I've been recently considering thinking about AI Alignment as analogous to raising a child, and I want to get feedback on this idea.
Specifically, aligning AI to human values feels like what happens when (for example, no offense intended) a mormon family raises their children to be mormon. I think of stories like Educated in which parents try really really hard to make their kid follow their religious values, and they sometimes fail.

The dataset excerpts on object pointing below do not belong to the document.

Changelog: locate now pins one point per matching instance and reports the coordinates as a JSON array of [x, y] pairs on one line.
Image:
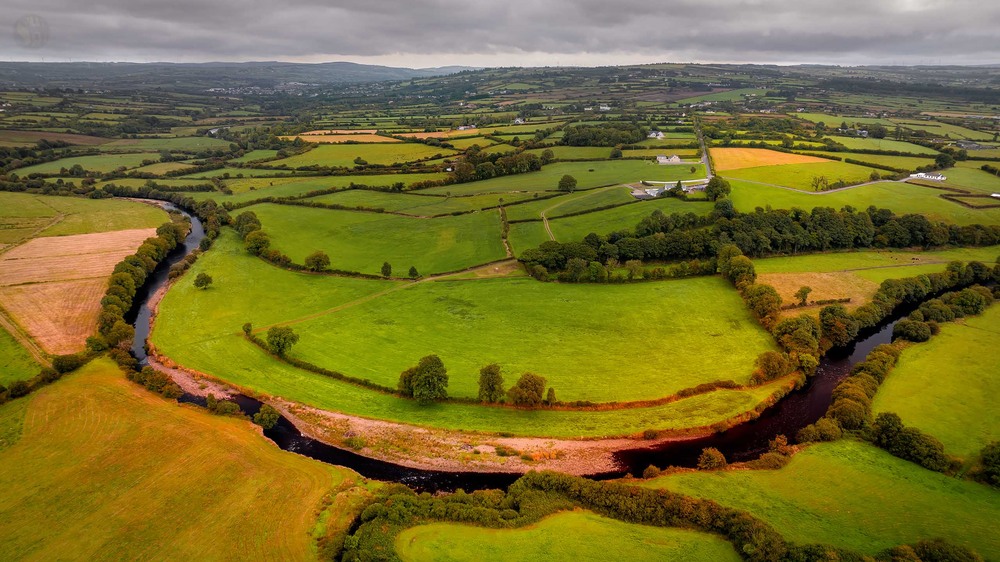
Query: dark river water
[[744, 442]]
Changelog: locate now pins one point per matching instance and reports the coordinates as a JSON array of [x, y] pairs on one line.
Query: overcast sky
[[423, 33]]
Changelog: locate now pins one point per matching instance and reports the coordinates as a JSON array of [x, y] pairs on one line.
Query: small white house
[[926, 176]]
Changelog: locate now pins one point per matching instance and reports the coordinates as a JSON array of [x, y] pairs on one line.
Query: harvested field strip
[[62, 258], [59, 315], [738, 158]]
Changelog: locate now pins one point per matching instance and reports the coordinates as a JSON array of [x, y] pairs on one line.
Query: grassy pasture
[[853, 495], [570, 229], [362, 241], [129, 475], [902, 198], [201, 330], [416, 204], [948, 386], [575, 202], [800, 176], [15, 362], [96, 163], [571, 536], [547, 179], [855, 143], [738, 158], [344, 154], [183, 144]]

I think this view differs from other stories of alignment because it views an AGI as having its own goals other than just the ones we give it (maybe this is assuming inner misalignment by default?). This story feels very plausible because in our production of AGI, I think we will create agents that are morally valuable and have their own goals. The example of a mormon family feels relevant here because it seems morally dicey or wrong for parents to insist on their child's goals/values, it may likewise be dicey to write the utility function of another sentient being and center such a function on ourselves. Analogy may also be good because it shows just how hard alignment is. Analogy is lacking because children do not become super-intelligent.
Beyond feedback on this framing, I would also appreciate links to relevant things other people have written, thanks!
You're in good company. Tom Griffiths offers this analogy in Brian Christian's 'The Alignment Problem':
“Griffiths views parenthood as a kind of proof of concept for the alignment problem. The story of human civilisation, he notes, has always been about how to instill values in strange, alien, human-level intelligences who will inevitably inherit the reins of society from us - namely, our kids.”